ArtsATL: Your book may have captured the art world’s last great hurrah. How do you think the recession will play out long term for the arts?

Thornton: Remarkably, the worst of the recession is over, at least when it comes to the art market. Unfortunately, governments around the world are cutting public spending on the arts. It’s unclear how this will play itself out. In the UK, for example, the budget details have not been announced yet.

ArtsATL: Did you end up becoming a collector or regular art-goer after writing the book?

Thornton: My mother studied art history and has been a museum docent in every city in which she has lived for decades (she now volunteers at the High Museum), so I was a museum-goer from a young age, even if I was never part of the art world. Now I write regularly about artists and the art market for The Economist, so I continue to work on/in the milieu. I have intellectually stimulating stuff on my walls, but I am not a collector.

ArtsATL: What was the most distasteful part of the art ecology?  And what was the part of that world you enjoyed the most?

Thornton: The most distasteful part of the ecology is the creation of false markets for particular artists and artificially inflated prices. I most enjoy seeing a great museum show during installation, before it is open to the public. I like experiencing the work without a crowd and watching the artists and curators interact.
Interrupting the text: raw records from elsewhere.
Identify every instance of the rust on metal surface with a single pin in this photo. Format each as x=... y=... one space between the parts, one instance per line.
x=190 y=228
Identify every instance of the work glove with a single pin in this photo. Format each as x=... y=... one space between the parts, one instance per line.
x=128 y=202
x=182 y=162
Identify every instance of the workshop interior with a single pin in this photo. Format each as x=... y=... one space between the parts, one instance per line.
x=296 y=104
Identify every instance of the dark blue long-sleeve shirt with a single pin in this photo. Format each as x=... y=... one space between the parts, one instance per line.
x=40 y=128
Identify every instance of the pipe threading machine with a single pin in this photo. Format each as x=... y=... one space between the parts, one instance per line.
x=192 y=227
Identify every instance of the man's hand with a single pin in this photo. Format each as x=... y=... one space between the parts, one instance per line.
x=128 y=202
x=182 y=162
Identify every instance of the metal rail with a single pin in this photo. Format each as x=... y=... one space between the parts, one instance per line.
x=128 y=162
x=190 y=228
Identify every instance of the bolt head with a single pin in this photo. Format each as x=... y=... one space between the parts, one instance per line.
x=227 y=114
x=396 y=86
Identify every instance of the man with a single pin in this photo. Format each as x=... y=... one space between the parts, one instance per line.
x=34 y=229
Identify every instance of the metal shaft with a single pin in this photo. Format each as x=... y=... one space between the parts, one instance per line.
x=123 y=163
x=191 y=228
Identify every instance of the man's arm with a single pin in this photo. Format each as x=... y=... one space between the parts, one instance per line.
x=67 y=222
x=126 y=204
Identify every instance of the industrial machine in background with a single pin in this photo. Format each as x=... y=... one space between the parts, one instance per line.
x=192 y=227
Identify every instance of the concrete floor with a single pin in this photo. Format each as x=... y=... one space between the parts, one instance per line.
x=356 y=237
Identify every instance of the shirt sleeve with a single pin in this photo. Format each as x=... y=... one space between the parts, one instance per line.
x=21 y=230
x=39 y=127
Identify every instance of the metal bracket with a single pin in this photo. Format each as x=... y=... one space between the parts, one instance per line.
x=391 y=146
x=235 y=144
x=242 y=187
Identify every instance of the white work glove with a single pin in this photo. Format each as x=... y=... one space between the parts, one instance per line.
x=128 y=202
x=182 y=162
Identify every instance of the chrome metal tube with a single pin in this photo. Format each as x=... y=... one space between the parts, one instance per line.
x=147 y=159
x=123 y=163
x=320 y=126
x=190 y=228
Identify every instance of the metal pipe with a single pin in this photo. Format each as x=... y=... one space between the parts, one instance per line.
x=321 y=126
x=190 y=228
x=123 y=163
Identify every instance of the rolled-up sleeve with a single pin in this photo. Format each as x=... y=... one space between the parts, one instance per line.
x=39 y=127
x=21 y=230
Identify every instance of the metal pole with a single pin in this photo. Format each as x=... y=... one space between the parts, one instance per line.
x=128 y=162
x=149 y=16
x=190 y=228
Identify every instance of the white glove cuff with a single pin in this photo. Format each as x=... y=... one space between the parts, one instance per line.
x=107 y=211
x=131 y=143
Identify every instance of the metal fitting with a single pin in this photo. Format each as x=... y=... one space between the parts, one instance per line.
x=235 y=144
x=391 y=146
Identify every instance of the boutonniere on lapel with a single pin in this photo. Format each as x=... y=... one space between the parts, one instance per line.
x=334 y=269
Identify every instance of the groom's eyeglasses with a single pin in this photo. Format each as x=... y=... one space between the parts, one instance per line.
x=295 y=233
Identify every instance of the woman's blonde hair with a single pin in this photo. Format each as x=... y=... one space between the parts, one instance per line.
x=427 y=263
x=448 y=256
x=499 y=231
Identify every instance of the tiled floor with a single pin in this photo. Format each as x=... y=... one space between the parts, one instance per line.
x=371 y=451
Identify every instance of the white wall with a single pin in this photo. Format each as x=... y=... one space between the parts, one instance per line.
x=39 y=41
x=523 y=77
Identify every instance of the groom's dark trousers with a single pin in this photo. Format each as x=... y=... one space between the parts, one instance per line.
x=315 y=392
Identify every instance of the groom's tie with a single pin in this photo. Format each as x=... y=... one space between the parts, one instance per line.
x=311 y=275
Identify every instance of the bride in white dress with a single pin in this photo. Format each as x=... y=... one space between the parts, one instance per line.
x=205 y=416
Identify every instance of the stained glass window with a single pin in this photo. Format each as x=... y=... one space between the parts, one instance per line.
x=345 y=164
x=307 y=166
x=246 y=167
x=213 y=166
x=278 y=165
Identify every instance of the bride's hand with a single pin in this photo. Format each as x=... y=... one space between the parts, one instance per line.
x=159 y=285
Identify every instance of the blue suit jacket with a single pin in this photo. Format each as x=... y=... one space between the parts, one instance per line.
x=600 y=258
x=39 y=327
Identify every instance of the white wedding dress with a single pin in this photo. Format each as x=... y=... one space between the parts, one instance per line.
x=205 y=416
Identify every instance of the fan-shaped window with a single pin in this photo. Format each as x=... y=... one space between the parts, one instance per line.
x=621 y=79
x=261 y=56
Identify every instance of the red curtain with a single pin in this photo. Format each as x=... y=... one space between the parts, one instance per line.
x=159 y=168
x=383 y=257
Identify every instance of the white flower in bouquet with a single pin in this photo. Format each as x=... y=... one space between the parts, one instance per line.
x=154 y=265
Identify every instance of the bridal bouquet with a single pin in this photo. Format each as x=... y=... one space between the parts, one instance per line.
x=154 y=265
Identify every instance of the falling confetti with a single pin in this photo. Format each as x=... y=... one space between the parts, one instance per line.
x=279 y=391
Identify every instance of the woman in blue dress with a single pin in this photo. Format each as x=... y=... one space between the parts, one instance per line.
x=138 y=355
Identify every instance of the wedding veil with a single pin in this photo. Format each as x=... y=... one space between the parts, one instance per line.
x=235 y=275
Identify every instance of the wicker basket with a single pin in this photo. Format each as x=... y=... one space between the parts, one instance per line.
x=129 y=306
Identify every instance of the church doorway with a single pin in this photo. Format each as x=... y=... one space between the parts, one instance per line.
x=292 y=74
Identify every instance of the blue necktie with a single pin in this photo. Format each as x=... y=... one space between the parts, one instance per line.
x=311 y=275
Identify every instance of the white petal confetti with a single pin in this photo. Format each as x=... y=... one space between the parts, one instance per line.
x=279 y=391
ArtsATL: You’ve said you tend to be more fascinated by “risk-taking” artists such as Damien Hirst versus more conservative ones like Jeff Koons. Is it a constant in your work on subcultures that you enjoy people who break the mold?

Thornton: That comment relates very specifically to the way those two artists handle their markets, rather than their artworks per se, but yes, I am very interested in productive, positive, creative rule-breaking. (But don’t tell my 14-year-old son, as he will likely misinterpret this comment!)

ArtsATL: Do you have a subculture in mind that you will study next?

Thornton: I’m researching the lives and identities of artists around the world. It is unlikely to have a subcultural structure, but I’m not sure yet.